Can anybody please help how can we get the taskmanager.job.任何人都可以帮助我们如何获得taskmanager.job。 * metrics including custom metrics? * 指标包括自定义指标?
Can you share more of the custom metric code you've used, so we can see it more in context?您能否分享更多您使用过的自定义指标代码,以便我们可以在上下文中看到更多? What you've shared so far isn't obviously correct.到目前为止,您分享的内容显然不正确。 Or the problem could be related to the metric name -- how are you looking for it in Prometheus?或者问题可能与指标名称有关——您如何在 Prometheus 中查找它?
You'll find a working example of a custom metric in https://docs.immerok.cloud/docs/how-to-guides/development/measuring-latency/ .您将在https://docs.immerok.cloud/docs/how-to-guides/development/measuring-latency/中找到自定义指标的工作示例。

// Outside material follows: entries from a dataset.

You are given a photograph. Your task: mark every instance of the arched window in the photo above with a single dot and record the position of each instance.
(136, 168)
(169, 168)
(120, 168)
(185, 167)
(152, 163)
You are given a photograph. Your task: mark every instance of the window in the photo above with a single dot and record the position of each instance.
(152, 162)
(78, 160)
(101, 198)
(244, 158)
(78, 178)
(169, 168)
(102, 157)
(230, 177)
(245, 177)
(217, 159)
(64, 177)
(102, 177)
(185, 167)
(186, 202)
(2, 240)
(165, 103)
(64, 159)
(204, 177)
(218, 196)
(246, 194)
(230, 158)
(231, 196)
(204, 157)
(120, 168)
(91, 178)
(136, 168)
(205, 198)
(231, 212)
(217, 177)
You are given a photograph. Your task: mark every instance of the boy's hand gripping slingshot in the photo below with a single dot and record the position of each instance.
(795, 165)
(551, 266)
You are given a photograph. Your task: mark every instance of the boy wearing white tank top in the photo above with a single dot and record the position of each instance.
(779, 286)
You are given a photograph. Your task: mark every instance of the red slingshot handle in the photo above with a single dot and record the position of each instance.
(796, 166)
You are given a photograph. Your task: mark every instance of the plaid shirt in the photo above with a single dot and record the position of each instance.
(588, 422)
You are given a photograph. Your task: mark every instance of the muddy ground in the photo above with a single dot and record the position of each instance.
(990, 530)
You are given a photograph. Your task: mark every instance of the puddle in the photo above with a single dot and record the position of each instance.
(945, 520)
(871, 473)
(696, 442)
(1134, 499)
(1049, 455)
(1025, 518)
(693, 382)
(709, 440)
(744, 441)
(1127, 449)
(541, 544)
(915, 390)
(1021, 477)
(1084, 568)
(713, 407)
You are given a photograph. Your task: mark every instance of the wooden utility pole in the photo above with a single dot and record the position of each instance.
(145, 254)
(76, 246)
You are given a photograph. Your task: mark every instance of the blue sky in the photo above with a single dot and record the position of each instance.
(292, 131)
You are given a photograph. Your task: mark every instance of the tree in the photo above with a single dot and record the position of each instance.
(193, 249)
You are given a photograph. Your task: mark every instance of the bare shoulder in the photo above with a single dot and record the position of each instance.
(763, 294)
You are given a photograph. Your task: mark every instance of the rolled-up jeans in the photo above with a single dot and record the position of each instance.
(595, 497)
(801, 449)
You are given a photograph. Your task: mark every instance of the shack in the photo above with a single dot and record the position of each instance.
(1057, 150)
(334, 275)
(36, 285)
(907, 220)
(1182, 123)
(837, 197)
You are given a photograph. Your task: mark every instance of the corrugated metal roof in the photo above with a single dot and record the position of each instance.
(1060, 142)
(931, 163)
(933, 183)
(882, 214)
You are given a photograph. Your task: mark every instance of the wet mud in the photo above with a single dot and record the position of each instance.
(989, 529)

Note: I work for Immerok.注意:我为 Immerok 工作。
Update:更新:
It sounds like the problem is probably on the Prometheus side of things.听起来问题可能出在普罗米修斯方面。
A couple of things to check:要检查的几件事:
metrics.reporters: prom
, but didn't share it above.我假设您在配置中有一行显示metrics.reporters: prom
,但上面没有分享。https://flink.apache.org/features/2019/03/11/prometheus-monitoring.html is a bit dated, but still relevant. https://flink.apache.org/features/2019/03/11/prometheus-monitoring.html有点过时,但仍然相关。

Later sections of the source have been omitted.